Public employee labor unions extort sweetheart deals from elected officials who won’t stand firm.
Heck why fight it?
It’s only taxpayer money.
And higher pensions for union workers means higher pensions for everyone else, especially the bureaucrats and elected officials who give in to the unions.
and those govt workers should never have demanded and nor should they expect it....
Of course this should never have been promised. It used to be people took a job in public service and accepted lower pay than the private sector, but traded that for job security. Today many public sector jobs pay better than their equivalent jobs in the private sector. And their benefits packages can be ludicrous.
Of course they will expect this since this is what has been promised. So they will demand it, and they will rise in anger when they will be asked to start contributing 2x-3x more than they have been, and/or to accept less in retirement. It should be expected that the courts will seek to protect the public workers retirement system from changes - the judges are in the same boat! We need a state Constitutional Amendment to reform it and the sooner the better because they have a huge voting block in local, state and federal employees who will vote their own pocketbook - not to mention their spouses and families. The private sector will have to stand tall and fast. I would still not be surprised to see a court rule that a Constitutional Amendment is unconstitutional.

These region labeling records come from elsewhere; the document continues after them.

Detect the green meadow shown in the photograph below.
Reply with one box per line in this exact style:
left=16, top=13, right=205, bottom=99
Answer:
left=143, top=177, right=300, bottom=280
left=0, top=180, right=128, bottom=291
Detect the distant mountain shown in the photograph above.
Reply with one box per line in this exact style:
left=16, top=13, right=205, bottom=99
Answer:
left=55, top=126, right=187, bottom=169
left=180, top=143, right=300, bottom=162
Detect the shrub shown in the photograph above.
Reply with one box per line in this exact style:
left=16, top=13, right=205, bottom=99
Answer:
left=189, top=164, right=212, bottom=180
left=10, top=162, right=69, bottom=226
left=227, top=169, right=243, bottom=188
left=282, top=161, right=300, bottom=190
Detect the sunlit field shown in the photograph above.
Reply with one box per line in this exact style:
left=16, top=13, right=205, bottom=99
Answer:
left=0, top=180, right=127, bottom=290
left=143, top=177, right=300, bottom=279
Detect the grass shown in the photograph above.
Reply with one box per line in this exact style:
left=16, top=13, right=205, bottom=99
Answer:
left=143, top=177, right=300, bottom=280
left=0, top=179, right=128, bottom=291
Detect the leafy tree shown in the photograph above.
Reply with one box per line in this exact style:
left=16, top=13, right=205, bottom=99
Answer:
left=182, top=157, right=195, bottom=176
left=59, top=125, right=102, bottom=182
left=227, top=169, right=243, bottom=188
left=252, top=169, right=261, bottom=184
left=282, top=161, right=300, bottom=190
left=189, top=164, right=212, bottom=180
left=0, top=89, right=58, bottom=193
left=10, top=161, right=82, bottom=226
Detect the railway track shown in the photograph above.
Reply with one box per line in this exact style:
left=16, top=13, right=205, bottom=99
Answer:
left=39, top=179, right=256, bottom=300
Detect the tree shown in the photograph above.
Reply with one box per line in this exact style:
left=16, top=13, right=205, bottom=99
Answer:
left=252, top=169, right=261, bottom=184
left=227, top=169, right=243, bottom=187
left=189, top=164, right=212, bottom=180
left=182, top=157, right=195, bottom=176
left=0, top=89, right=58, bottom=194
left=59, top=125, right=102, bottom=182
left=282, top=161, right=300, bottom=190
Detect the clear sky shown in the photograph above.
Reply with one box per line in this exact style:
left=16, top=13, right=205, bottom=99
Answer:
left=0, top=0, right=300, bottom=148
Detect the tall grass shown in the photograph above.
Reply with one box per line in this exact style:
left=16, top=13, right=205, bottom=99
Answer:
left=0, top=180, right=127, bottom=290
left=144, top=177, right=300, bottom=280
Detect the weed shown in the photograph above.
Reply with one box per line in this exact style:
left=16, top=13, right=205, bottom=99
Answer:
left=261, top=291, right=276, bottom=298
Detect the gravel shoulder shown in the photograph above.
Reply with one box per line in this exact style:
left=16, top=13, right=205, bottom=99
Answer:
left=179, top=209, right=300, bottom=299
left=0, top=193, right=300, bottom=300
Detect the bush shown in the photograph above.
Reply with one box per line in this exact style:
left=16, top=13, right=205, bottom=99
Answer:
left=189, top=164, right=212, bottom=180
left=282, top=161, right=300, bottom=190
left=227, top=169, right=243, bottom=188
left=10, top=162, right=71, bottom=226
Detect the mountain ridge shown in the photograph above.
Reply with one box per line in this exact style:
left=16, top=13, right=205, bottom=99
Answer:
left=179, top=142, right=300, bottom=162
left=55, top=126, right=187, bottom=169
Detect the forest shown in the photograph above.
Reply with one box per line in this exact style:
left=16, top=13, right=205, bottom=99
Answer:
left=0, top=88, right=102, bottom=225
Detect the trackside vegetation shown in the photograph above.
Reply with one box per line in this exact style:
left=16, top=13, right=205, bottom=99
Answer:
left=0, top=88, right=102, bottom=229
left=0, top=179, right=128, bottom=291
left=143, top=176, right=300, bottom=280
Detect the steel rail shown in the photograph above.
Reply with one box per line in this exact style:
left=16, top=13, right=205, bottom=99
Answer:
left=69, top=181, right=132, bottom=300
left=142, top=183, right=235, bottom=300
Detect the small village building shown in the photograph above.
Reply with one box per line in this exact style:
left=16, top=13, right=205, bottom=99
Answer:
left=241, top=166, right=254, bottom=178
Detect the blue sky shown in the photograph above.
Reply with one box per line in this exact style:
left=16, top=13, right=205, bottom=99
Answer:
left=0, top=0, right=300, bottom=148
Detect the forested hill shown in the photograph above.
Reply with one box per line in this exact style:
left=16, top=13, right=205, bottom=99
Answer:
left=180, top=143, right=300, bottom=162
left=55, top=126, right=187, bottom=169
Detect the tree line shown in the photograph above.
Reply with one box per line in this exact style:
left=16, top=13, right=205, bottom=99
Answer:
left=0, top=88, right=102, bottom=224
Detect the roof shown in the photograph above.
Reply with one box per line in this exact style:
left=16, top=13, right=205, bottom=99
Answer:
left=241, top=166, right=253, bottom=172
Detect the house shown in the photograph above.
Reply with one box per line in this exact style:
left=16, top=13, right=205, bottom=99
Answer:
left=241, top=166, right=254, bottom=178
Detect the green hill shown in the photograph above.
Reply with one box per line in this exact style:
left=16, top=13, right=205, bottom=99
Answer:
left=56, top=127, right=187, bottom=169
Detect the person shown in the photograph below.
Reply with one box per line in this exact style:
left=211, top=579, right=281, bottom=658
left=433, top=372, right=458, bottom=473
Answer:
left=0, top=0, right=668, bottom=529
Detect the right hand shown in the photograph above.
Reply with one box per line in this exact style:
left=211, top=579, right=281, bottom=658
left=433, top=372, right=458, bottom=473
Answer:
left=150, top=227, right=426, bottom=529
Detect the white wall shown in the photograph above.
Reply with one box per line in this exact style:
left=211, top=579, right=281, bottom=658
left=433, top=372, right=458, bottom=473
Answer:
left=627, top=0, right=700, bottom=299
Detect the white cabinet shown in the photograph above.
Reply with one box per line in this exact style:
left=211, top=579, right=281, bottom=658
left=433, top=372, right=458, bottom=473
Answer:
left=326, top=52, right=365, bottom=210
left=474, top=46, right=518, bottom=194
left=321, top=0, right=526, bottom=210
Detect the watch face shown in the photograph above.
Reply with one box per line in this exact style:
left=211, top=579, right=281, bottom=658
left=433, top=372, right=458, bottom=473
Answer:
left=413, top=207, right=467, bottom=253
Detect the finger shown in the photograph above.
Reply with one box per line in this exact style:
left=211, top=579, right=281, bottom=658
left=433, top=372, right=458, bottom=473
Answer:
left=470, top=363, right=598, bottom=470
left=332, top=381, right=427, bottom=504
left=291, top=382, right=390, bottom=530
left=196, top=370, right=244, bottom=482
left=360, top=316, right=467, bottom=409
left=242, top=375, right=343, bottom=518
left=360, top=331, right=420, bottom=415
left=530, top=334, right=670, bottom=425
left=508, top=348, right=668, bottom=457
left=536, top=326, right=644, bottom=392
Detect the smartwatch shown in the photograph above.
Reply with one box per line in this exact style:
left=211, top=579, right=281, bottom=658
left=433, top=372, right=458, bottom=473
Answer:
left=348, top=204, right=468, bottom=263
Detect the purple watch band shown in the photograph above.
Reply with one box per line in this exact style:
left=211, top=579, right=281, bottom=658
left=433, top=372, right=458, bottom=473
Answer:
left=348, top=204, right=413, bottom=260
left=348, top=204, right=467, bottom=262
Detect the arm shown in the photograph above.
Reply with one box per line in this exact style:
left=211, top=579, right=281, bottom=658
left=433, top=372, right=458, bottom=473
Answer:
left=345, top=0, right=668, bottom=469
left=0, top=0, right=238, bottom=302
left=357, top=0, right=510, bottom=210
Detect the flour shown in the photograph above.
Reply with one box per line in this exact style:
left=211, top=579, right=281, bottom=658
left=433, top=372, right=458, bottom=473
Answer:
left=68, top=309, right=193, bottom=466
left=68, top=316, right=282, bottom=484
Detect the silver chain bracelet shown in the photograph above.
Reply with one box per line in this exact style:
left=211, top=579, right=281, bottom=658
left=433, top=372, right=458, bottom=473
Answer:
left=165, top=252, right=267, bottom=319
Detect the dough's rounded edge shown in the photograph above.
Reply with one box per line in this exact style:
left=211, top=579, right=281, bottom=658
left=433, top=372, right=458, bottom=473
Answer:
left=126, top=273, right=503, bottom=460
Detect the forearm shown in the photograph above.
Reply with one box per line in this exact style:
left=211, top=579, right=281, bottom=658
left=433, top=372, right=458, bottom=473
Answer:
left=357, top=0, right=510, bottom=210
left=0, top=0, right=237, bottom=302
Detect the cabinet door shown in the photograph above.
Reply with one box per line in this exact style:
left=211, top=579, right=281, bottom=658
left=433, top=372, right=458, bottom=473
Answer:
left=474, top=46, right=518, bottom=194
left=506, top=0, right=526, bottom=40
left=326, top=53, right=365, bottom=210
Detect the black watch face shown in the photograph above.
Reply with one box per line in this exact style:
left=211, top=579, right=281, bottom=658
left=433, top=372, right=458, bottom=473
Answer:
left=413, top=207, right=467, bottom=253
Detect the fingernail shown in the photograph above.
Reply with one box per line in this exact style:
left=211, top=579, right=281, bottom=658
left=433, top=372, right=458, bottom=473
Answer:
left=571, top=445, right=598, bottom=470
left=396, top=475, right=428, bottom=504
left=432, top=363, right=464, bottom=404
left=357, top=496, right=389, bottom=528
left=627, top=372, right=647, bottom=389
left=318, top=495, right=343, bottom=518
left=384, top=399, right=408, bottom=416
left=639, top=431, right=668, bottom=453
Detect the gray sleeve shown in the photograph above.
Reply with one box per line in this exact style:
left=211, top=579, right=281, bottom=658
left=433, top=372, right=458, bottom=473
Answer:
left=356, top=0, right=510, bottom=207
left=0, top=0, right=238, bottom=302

Everyone would love to a plan where they contribute for 25-30 years in order to guarantee a lifetime at 90% annual income thereafter. Of course this cannot be guaranteed - the state cannot print money, to pay these sums they have to earn it, raise it in their ponzi scheme, or tax the residents. Soon many states will press Congress for bail outs because they cannot print money and will blame Congress for whatever excuse they can dream up for their shortfalls. And if Congress does bail them out, all sense of fairness should require them to have to equalize Social Security. Otherwise it’s just more of the same - government working to protect itself as exempt from laws, exempt from economics, and as a special class worthy of more than ‘regular citizens’.